A team of biochemists from the University of Pennsylvania (Penn) School of Medicine have built a completely new type of protein from scratch using design and engineering principles learned from nature. Their findings appear in the most recent issue of Nature. According to the university Web site, current protein engineers use existing biochemical scaffolds from nature and alter them to make them do something else.
“This research demonstrates how we used a set of simple design principles, which challenge the kind of approaches that have been used to date in reproducing natural protein functions,” said senior author P. Leslie Dutton, PhD, Eldridge Reeves Johnson, professor of biochemistry and biophysics, in a report by the university. The natural design of proteins ultimately lies in their underlying sequence of amino acids. This sequence of amino acids for a particular protein is determined by the sequence of nucleotides in messenger RNA. and it is the order of the amino acids and the chemical bonds between them that establish how a protein folds into its final shape.
According to the report, this protein was engineered to transport oxygen to some day be used to make artificial blood for use by emergency-care professionals. To build the protein, the researchers began with three amino acids, which code for a helix-shaped column, and from this, they assembled a four-column bundle with a loop and added a heme—a chemical group that contains an iron atom to bind oxygen molecules. They also added glutamate to help the columns open up to capture the oxygen. Since heme and oxygen degrade in water, the researchers also designed the exteriors of the columns to repel water to protect the oxygen payload inside.
“Our aim is to design new proteins from principles we discover studying natural proteins,” explained co-author Christopher C. Moser, PhD, associate director of the Johnson Foundation at Penn, in the university report. “For example, we found that natural proteins are complex and fragile and when we make new proteins we want them to be simple and robust. That’s why we’re not re-engineering a natural protein but making one from scratch.”
According to the report, the team initially used robotics to determine the sequence of amino acids, then they used E. coli as a biological host to make the full protein. Tests confirmed that their protein did capture oxygen. "Our approach to building a simple protein from scratch allows us to add on, without getting more and more complicated,” said Dutton, in the report.
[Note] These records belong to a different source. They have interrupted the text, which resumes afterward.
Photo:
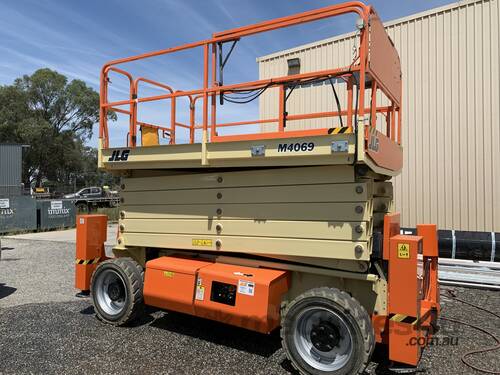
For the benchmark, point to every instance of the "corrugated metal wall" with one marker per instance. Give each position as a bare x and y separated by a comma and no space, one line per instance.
451,129
10,169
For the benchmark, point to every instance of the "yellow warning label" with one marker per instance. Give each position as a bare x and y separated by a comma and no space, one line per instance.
201,242
403,250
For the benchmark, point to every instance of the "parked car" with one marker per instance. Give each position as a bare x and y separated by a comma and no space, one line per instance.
93,197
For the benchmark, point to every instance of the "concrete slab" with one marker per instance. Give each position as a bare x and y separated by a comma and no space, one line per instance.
68,235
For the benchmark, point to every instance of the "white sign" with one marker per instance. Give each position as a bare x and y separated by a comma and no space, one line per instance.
56,205
4,203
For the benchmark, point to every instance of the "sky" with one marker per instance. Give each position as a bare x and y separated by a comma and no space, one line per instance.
76,38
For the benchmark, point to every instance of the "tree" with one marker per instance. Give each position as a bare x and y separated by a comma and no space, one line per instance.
54,117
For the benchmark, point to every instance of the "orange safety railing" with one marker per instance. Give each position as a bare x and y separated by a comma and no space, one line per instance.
369,70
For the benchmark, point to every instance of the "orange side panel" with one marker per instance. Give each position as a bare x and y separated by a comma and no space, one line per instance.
391,228
404,342
169,283
91,233
383,151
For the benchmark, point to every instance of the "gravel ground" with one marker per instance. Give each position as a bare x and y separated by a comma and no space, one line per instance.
45,329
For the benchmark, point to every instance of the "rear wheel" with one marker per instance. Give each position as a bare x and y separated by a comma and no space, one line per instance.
116,288
326,331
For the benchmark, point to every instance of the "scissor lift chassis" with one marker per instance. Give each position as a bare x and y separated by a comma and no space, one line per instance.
288,228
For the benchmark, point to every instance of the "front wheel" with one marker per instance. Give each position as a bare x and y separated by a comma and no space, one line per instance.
116,288
326,331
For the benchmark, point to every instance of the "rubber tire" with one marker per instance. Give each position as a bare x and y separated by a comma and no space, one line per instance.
133,274
354,315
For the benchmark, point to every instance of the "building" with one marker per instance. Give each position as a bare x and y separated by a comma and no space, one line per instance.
451,128
11,169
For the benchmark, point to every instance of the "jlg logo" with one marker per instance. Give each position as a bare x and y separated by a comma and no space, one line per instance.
119,155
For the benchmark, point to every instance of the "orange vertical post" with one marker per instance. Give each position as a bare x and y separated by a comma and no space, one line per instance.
430,253
173,120
404,299
91,233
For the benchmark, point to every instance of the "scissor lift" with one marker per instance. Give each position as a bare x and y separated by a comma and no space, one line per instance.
290,228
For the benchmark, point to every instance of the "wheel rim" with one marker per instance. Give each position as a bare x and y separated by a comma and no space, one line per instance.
110,292
322,339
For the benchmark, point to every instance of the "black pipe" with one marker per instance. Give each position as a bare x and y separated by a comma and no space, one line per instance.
468,245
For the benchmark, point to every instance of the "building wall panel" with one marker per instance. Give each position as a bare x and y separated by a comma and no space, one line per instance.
451,131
What could this mean for product formulators in the personal care industry? Perhaps a new design approach to consider for developing proteins used in antiaging and other product categories. According to the university report, the complexity of proteins and re-engineering of biochemical scaffolds often frustrates biochemists and protein engineers seeking to understand protein structure and function in order to reproduce or create new uses for these natural molecules to fight disease or for use in industry.
In addition to Dutton and Moser, co-first authors on this work included: J.L. Ross Anderson, PhD, a postdoc in the Dutton lab; Ronald L. Koder, PhD, a former postdoc in the Dutton lab, now with the Department of Physics at the City College of New York; Lee A. Solomon, a PhD student in the Dutton lab; and Konda S. Reddy, PhD. This work was funded by the Department of Energy, the National Institutes of Health, and the National Science Foundation.